Happy Thanksgiving to all.  I was grumbling a little about missing the kids and my sisters and my husband just reminded me how very much we have to be thankful for.  We do!


----------



## shunt2011 (Nov 26, 2020)

Happy Thanksgiving!  I’ll be spending it alone as sadly I was exposed to the Rona.  I’m cooking dinner so that my daughter can come pick it up.  We will be zooming for dinner.


----------



## Mobjack Bay (Nov 26, 2020)

dibbles said:


> @Mobjack Bay the turkeys are so cute, and I am jealous so thankful you have that incredible view! Have a wonderful Thanksgiving!


Thank you dibbles and @beckster51. Hurricanes aside, it’s a peaceful, beautiful place to live.

and, Happy Thanksgiving to everyone.


----------



## Peachy Clean Soap (Nov 26, 2020)

bookreader451 said:


> Just an update we got good news today my sister's tumor is benign!  Jumping for JOY!!


Best news ever! much to be thankful for on this Thanksgiving Day' Im happy for your wonderful news. 



Peachy Clean Soap said:


> Good Choice' I cant see exposing ourselves to possible covid' If its not absolutely necessary. I dont even like going to the grocery store! I use every precaution not to cross contaminate when I do, tell the Family the same. We cant be careful enough.
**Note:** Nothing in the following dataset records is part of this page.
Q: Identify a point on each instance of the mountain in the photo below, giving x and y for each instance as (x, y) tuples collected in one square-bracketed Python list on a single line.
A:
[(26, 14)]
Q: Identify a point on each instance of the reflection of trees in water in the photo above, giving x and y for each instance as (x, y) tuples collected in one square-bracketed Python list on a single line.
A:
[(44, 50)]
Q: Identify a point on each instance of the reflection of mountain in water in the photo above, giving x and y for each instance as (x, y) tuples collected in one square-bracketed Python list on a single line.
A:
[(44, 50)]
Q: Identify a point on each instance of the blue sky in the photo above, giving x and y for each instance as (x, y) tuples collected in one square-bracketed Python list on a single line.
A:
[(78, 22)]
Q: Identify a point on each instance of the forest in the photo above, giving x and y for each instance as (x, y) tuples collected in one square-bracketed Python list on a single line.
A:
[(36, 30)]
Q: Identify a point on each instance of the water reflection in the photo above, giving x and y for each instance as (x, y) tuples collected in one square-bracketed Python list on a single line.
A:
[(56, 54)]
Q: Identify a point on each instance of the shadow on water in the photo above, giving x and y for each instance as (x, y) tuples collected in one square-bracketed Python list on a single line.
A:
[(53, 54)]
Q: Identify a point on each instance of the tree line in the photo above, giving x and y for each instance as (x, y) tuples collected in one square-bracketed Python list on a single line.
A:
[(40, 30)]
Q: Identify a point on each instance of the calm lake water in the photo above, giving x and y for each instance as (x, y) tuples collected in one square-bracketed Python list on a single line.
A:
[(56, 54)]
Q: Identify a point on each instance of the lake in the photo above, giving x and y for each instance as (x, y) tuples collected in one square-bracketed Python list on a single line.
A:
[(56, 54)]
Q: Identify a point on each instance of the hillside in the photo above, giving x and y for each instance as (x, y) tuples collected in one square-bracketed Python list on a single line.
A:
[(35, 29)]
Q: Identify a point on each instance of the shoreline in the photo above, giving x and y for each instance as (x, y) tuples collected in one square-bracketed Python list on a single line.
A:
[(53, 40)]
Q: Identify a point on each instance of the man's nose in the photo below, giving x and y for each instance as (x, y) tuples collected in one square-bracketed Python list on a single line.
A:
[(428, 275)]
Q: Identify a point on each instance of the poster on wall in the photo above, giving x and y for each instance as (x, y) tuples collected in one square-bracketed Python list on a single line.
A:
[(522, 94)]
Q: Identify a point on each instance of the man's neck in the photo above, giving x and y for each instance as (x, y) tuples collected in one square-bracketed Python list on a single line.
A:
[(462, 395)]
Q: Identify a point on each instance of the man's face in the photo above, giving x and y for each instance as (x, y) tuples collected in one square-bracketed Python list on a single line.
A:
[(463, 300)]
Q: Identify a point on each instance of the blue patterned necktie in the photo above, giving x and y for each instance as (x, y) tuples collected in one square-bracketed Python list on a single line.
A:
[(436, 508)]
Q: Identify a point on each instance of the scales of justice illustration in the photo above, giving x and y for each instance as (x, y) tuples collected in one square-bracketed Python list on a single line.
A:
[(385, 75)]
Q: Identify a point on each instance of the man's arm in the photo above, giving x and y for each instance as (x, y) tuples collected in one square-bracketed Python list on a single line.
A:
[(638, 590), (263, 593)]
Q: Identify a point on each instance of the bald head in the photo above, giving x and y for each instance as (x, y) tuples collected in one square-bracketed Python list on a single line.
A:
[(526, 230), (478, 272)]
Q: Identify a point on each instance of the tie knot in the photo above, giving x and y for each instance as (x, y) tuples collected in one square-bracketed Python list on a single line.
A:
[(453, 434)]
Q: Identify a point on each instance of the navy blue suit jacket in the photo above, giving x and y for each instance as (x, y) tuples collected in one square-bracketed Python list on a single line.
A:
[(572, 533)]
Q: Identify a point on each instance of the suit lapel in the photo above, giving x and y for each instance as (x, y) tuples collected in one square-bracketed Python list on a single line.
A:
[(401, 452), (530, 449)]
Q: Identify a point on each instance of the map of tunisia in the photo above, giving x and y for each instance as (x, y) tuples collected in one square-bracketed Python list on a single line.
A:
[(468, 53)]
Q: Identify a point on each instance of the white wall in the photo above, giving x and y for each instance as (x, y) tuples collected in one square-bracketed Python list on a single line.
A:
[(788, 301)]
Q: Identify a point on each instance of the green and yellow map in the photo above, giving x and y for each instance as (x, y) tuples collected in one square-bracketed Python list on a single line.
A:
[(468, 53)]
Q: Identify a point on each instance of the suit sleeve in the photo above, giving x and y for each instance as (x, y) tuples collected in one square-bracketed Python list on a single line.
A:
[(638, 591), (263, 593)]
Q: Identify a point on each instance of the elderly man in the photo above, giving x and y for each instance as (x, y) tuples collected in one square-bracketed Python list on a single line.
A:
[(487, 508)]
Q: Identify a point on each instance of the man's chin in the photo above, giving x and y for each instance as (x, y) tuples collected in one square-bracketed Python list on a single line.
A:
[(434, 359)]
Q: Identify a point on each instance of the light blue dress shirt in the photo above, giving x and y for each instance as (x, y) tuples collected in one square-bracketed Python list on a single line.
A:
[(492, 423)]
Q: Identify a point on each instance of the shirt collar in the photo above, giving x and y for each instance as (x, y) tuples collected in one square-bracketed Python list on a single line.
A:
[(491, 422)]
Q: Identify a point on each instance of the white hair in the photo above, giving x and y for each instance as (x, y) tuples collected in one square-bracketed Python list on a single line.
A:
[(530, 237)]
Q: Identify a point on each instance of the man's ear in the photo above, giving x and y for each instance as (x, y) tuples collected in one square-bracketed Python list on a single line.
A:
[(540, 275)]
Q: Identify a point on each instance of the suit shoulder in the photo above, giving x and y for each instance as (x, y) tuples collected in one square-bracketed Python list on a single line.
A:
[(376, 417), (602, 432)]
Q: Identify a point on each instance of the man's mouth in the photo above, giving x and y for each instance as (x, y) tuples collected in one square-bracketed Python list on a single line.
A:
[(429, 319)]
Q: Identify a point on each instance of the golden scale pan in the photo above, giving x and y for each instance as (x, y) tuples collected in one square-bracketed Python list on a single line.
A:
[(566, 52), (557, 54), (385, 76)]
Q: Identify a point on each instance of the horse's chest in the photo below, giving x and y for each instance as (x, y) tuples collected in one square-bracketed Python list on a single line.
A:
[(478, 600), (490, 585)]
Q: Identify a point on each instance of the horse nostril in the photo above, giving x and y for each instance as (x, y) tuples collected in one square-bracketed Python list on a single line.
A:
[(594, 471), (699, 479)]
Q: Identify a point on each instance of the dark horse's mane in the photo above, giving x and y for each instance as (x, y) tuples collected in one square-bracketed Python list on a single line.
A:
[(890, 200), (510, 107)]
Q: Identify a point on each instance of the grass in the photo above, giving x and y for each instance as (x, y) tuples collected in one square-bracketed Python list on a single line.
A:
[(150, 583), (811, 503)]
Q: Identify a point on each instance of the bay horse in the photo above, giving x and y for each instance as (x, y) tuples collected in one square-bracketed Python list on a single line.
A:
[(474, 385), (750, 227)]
Change of plans' because of the spike in corona virus I felt it was to much of a chance to have even a small Family Thanksgiving Dinner! " It Takes A Village" is my thoughts to overcome this dreadful virus. Blessings to you & yours Happy Thanksgiving .


----------



## AliOop (Nov 27, 2020)

shunt2011 said:


> Happy Thanksgiving!  I’ll be spending it alone as sadly I was exposed to the Rona.  I’m cooking dinner so that my daughter can come pick it up.  We will be zooming for dinner.


Ugh sorry to hear that. Hope you are recovering well from surgery and that the C19 exposure turns out to be a nothing burger for you.


----------



## KimW (Nov 27, 2020)

When we lived in Virginia, we'd have gatherings of 15 to 21 friends at Thanksgiving.  Since we've moved to the country, the most we've had is 6.  With COVID we had exactly none this year, but still had a good time putting on a spread for ourselves and had much fun putting together a meal package for an older gentleman up the road who had nowhere to go due to COVID.  We made sure to keep the cold separate from the hot items that could be reheated, so he could easily throw out the cold items if he wished.  Hubby said he was most excited to receive his Thanksgiving dinner with all the trimmings.


----------



## beckster51 (Nov 27, 2020)

shunt2011 said:


> Happy Thanksgiving!  I’ll be spending it alone as sadly I was exposed to the Rona.  I’m cooking dinner so that my daughter can come pick it up.  We will be zooming for dinner.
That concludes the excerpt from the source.